The surgical management for FAI is a same day arthroscopic procedure done at the surgery center and typically takes about an hour. I do minimally invasive surgery with 2-3 small 2 cm incisions about the hip and I perform reshaping of the socket and/or ball as necessary using intraoperative xrays and the STRYKER HIP CHECK™ computer navigation program.  I will repair the labrum as I believe it is critical to do so in order to keep the suction seal of the joint to keep the fluid lubrication intact to protect the cartilage.  If the labrum is irreparable due to the complexity of the tear or in a secondary/revision surgery scenario I may recommend a labral reconstruction where I recreate an anatomic labrum from human tissue to replace the damaged labrum (see labral reconstruction Blog coming soon). I will also address any cartilage damage by cleaning it with an arthrocopic shaver, repairing it, or doing a procedure known as microfracture to heal the lesion. Literature has demonstrated nearly 90% success rate with arthroscopic management of FAI. The overall recovery is between 4-5 months to return to sports.


Not all hip impingement requires surgery and the vast majority of hip impingement on xrays is not symptomatic. The success of management of hip pain is a good history and exam and making the appropriate diagnosis. I emphasize an appropriate trial of physical therapy in patients with hip pain, limited motion and imaging consistent with FAI.  One scenario where I am more proactive in discussing surgical treatment is in the setting of symptomatic FAI with a large CAM lesion.

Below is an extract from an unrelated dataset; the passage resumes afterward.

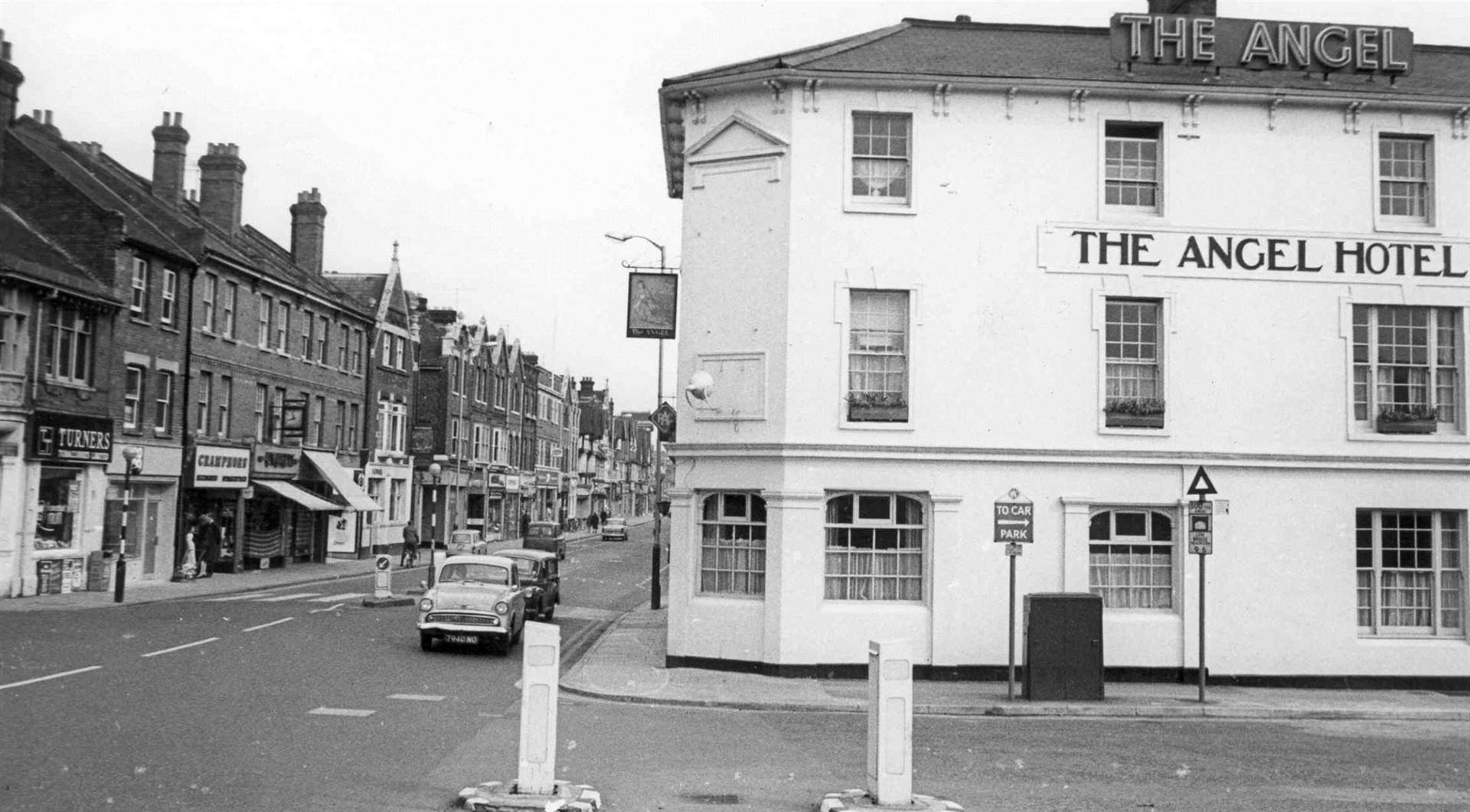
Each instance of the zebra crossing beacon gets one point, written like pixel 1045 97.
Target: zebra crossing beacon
pixel 1085 259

My thought process behind this philosophy of earlier surgical intervention is that by reshaping the femoral head and repairing the labrum and cartilage damage I can help slow or even prevent the progression of the disease to arthritis. I do not recommend prophylactic correction of the other hip in patients with bilateral FAI unless they develop pain in the contralateral hip-the old adage don’t fix it if it isn’t broken. Hip arthroscopy has become a very predictable means of treating FAI with minimally invasive surgery and I would be honored to take care of your hip pain with the most cutting-edge technology and surgical techniques in hip arthroscopy.